European Union (EU) leaders have agreed on a plan to block more than two-thirds of Russian oil imports.
The ban is a compromise that will not affect pipeline oil imports for now, following opposition from Hungary. European Council Chief, Charles Michel, said the deal cuts off “a huge source of financing” for the Russian war machine. The new agreement forms part of a sixth package of sanctions approved at a summit in Brussels, on which all 27 member states agreed.
Mr. Michel disclosed that the EU also agreed to hard-hitting measures targeting Russia’s largest bank, Sberbank, and three state-owned broadcasters. At the meeting, EU members spent hours struggling to resolve their differences over the ban on Russian oil imports, with Hungary its main opponent.
The compromise followed weeks of wrangling until it was agreed there would be “a temporary exemption for oil that comes through pipelines to the EU”, Mr. Michel told reporters. Due to this, the immediate sanctions will affect only Russian oil being transported into the EU oversea, which is two-thirds of the total imported from Russia.
But in practice, European Commission President, Ursula von der Leyen intimated that the scope of the ban would be wider because Germany and Poland volunteered to wind down their own pipeline imports by the end of this year. “Leftover is around 10-11% that is covered by the Southern Druzhba,” Mrs. Von der Leyen said, referring to the Russian pipeline supplying oil to Hungary, Slovakia and the Czech Republic. However, she added that the European Council will revisit this exemption “as soon as possible”.
A Proposal to ban Russian oil Imports
The ban on Russian oil imports was initially proposed by the European Commission a month ago (April 2022), which is the body responsible for developing laws for member states. But resistance, notably from Hungary, which imports 65% of its oil from Russia through pipelines, held up the EU’s troubled latest round of sanctions.
Other landlocked countries, such as Slovakia and the Czech Republic, also asked for more time due to their dependence on Russian oil.
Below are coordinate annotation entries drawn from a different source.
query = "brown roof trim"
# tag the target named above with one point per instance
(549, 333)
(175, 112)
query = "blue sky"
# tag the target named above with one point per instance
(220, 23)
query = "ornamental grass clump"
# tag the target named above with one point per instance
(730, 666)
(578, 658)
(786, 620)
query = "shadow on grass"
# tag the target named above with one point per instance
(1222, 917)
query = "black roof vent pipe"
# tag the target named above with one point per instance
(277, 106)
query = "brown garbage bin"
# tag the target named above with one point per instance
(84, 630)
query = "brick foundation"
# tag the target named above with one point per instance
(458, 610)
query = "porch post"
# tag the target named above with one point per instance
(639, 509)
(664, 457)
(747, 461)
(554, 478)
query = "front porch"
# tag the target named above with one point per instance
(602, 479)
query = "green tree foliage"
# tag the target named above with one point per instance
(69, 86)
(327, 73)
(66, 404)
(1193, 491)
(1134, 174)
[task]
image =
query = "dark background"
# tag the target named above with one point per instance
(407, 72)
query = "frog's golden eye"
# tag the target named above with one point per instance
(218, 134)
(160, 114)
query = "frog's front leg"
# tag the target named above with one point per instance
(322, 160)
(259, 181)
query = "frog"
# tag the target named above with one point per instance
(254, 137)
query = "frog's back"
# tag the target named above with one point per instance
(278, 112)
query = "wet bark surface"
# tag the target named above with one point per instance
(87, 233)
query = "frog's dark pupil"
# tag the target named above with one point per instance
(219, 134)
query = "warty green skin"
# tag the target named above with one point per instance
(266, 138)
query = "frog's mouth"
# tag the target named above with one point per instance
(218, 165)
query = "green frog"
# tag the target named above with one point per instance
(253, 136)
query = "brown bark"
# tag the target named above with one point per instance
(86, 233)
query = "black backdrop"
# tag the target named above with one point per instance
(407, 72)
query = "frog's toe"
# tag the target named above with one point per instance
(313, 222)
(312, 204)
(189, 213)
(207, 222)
Bulgaria which is already cut off from Russian gas by Gazprom, likewise sought opt-outs.
Other Economic Factors
Reports also suggest that the cost-of-living crisis being felt across Europe has not helped either. Sky-rocketing energy prices, among other things, curtailed some EU countries’ appetite for sanctions which could also hurt their own economies.
Ukraine’s President, Volodymyr Zelenskyy, who dialled into the summit, urged EU countries to stop their internal “quarrels”, stating that they only helped Moscow. Mr. Zelenskyy, speaking at the summit via a video link said “All quarrels in Europe must end, internal disputes that only encourage Russia to put more and more pressure on you”, adding that “It is time for you to be not separate, not fragments, but one whole”.
Latvia’s Prime Minister, Krisjanis Karins, is of the view that member countries should not get “bogged down” in their own personal interests. He pointed out that “It’s going to cost us more. But it’s only money. The Ukrainians are paying with their lives”.